The stagecoach left me in a cloud of dust with one cloth bundle in my arms and a husband waiting as if he had ordered a tool and wanted to see whether it worked.

Thomas Blackwood was taller than I expected, with sun-dark skin, tired eyes, and the kind of mouth that had forgotten the shape of welcome.

Clara was six years old, thin as a reed, with brown hair pinned too neatly for a child and eyes that seemed older than the house.

Image

She did not run to him.

She did not run from me.

She only held the porch post with both hands and stared at my bundle.

That bundle was all I had brought west.

Thomas led me inside and showed me the kitchen before he showed me the room where I would sleep.

“This will be your domain,” he said.

There was flour, salt pork, beans, a crock of lard, and a stove that looked clean because no joy had been cooked on it in years.

I had crossed half a country to become a wife by paper.

By sundown, I understood I had been brought as a pair of hands.

I did not blame him at first.

Grief stood in that house like another person.
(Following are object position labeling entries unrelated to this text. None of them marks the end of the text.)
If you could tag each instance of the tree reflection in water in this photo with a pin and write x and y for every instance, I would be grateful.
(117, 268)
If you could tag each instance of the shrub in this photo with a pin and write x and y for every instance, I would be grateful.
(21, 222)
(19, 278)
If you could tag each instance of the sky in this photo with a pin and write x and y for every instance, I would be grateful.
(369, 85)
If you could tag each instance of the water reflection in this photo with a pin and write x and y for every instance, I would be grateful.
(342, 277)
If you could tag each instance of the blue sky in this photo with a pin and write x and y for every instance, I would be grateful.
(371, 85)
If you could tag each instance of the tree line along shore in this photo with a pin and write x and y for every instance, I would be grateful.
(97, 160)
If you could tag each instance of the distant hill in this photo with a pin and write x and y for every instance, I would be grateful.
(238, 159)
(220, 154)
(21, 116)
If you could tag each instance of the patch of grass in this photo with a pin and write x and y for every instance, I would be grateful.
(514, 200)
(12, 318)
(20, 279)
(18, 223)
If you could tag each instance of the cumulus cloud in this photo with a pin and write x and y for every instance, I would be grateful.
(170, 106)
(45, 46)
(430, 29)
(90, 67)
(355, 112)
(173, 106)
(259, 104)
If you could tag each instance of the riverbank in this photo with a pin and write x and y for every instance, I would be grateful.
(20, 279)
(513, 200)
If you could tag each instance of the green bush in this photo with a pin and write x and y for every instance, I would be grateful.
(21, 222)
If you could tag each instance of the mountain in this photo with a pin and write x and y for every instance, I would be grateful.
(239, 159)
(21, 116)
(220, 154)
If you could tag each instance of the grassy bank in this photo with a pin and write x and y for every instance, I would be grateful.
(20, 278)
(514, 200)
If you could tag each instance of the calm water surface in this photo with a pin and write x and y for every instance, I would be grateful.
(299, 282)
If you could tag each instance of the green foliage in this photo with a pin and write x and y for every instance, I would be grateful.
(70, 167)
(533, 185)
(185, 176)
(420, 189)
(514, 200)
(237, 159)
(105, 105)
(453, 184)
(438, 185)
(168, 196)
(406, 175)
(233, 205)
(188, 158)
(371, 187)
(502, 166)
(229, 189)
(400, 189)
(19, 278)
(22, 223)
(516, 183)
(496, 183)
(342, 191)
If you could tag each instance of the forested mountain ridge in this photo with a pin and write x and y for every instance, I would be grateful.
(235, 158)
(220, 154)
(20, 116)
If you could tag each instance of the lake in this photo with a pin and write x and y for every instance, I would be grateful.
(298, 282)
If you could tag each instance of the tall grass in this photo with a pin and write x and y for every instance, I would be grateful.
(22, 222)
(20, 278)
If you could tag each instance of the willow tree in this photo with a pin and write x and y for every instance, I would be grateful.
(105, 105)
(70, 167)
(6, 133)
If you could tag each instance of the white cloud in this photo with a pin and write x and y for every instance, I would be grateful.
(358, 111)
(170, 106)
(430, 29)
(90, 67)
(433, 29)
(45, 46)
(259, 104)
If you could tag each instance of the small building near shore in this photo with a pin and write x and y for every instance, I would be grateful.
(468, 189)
It sat in the empty chair at the head of the table.

It lingered in the rocking chair on the porch.

It lived in the chipped teacup Thomas would look at and never touch.

Sarah had been gone two years, but no one had moved her completely out of the rooms.

Her curtains had faded to a tired yellow.

Her sewing basket still sat beside the hearth.

Her daughter moved around all of it like a child inside a church, careful not to make noise in front of the dead.

The first supper was boiled beef, beans, and biscuits hard enough to knock against the plate.

Jeb, the older hand, chewed without complaint.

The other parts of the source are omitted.